ESSAY
Here’s What Happens When You Stare into That Screen
Despite your sophistication, you’re being played. Here’s what you can do about it
Many years ago, a tobacco industry executive famously described cigarettes as nicotine delivery devices, with an overriding (and obvious) purpose: to get people addicted so that they Buy More. It’s a proven business model used by drug purveyors of every stripe, going all the way back to our ancestors in the jungle hawking their own plant-based anxiety suppressants. Og! Dude! C’mere, try this bitchin’ root! Yah!
Cigarettes, as everyone well knows, are a major cause of respiratory disease, and a good way to speed up your demise if you’re in the market for a really brutal way to go.

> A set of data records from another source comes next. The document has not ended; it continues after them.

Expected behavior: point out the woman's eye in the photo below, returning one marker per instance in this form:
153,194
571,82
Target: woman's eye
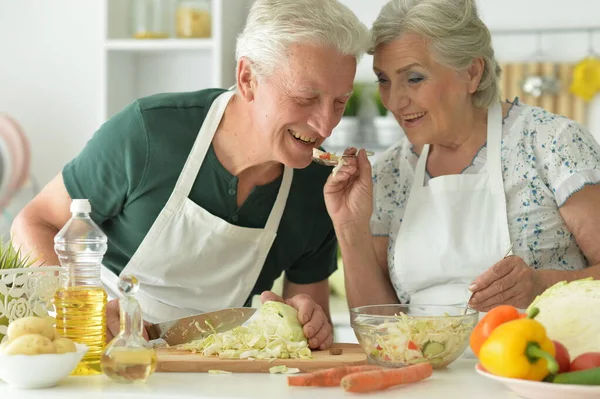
306,101
415,78
381,79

Along similar lines, many of today’s businesses use the web as an advertising delivery device. The content we see as we stare at our screens exists primarily to deliver the ads that we see. Not unlike the machines in the movie The Matrix siphoning off our raw biological energy, in the wired world it’s our attention that’s being harvested.

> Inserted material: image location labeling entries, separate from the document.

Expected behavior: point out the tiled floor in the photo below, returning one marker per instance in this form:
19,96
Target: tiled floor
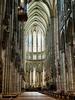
33,96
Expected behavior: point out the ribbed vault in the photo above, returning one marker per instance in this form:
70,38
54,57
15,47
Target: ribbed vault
38,14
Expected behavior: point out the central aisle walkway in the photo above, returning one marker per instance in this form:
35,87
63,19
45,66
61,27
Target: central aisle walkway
33,96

Attention may be the most valuable commodity of our time. For once an entity or organization gets its mitts on it, know that you’ve been grabbed by the short and curlies. You will then be subjected to endless pressure campaigns to Buy More, which will come at you from angles that are not always apparent, affecting you in subtle ways that can elude your defenses.
When you watch video or TV, you are lulled into a passive, highly receptive state. Your guard lowers, as does your critical thinking faculty. The barn door of your psyche swings open.

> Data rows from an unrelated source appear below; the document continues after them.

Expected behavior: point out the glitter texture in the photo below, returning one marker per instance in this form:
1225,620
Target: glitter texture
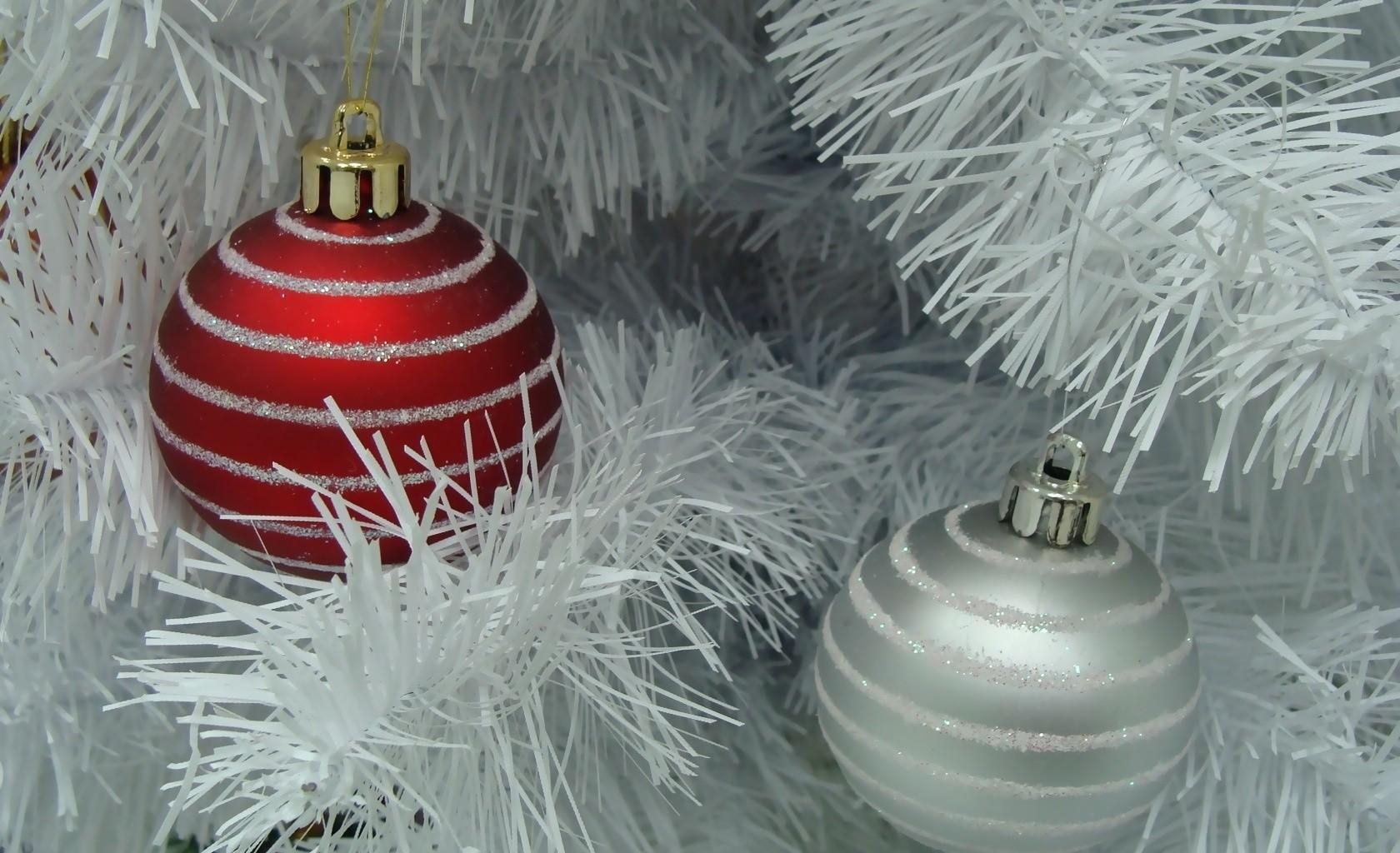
358,352
368,418
300,230
1000,737
454,276
284,561
341,484
988,785
1006,674
1011,828
312,529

You become open to influence in ways that are worth pure gold to organizations that may not have your best interests at heart, which is why some of them are willing to pay big bucks — many millions, for instance, for a single minute of advertising time on popular shows such as the Super Bowl, watched by 100 million wide-open, laid-bare souls — to catch you in this undefended state.
What happens then?
Mostly, you’re lied to and manipulated. The assault profoundly affects you, no matter how sophisticated you may think you are.
Staring into your screen, you are immersed in a world of subterfuge. You are cooed at. You are stroked. You are made to purr. A symphony of beautiful smiles, alluring graphics, and stirring musical accompaniments envelops you. Adrift in this pleasant dream, your grasp of what’s real and what’s fantasy weakens.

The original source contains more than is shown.